Fortunately, the Founders enshrined the Electoral College process in the Constitution, so it would require a constitutional amendment to abolish it—which has no chance of passage by the requisite 38 states.
That’s why the Left concocted the National Popular Vote Interstate Compact, under which many left-leaning states and the District of Columbia have agreed to award their electoral votes to whichever presidential candidate wins the overall popular vote. It’s a blatant attempt at an end-run around the Electoral College of, at best, dubious constitutionality.

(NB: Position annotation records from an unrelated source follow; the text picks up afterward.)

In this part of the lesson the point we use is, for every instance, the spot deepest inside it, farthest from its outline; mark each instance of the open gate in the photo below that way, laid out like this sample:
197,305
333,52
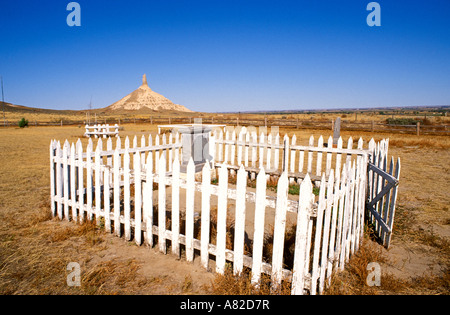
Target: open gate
382,192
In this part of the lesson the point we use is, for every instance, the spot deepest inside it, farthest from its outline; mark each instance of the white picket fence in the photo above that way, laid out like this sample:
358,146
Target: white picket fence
382,191
328,228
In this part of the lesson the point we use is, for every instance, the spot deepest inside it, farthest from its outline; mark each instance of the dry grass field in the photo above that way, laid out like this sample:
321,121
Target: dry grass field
35,249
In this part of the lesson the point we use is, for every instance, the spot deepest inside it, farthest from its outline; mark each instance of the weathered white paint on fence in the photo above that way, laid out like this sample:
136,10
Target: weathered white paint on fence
258,238
329,230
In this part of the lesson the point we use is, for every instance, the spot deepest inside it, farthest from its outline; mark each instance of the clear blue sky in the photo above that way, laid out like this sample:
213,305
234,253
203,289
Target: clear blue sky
227,55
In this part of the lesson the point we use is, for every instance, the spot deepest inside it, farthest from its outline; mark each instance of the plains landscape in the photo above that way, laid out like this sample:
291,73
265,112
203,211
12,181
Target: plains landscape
35,248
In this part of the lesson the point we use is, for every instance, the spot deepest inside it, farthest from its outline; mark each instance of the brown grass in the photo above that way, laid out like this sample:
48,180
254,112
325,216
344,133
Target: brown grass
35,250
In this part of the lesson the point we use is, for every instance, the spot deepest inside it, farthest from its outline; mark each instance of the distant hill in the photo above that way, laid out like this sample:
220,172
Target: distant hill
145,99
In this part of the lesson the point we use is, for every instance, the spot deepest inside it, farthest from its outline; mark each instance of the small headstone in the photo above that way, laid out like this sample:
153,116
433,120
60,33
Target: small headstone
195,145
337,130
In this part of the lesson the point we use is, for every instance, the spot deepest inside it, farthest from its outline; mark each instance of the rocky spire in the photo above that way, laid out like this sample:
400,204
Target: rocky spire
144,80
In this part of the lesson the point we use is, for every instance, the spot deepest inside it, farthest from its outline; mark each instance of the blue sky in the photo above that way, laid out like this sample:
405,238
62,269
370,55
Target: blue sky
227,55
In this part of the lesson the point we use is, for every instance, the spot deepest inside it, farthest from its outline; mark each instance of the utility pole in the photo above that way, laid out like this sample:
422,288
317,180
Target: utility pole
3,102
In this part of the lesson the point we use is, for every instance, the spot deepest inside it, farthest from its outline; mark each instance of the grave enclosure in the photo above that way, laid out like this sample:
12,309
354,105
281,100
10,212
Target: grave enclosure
239,208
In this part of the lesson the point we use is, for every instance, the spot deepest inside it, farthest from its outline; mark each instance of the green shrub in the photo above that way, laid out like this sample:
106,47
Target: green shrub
23,123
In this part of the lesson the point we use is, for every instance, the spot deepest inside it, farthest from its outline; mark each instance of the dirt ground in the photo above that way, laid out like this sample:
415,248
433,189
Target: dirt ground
36,249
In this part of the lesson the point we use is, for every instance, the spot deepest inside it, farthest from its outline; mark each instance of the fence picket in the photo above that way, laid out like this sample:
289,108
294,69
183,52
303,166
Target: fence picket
116,180
126,194
205,216
161,202
239,228
89,181
317,239
329,234
391,214
306,198
310,155
80,182
97,183
326,231
190,191
137,198
66,180
258,238
73,189
279,229
319,157
221,220
52,178
148,199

All in all, the dictatorial mindset of Harris and other Democrats was summed up, only half-jokingly, by Sen. Eric Schmitt, R-Mo., in an Oct. 23 post on X: “The Left: ‘If we could just jail Trump, get rid of MAGA, end the Electoral College, pack the Supreme Court, ban voter ID, and censor free speech, we could save democracy.’”
All of that may be Harris’ dream of “what can be, unburdened by what has been” and “a new way forward,” but make no mistake: It’s nothing short of indulging a totalitarian temptation to create a one-party state, an anti-democratic Democratic dictatorship in America.
- Peter Parisi is a former editor for The Washington Times.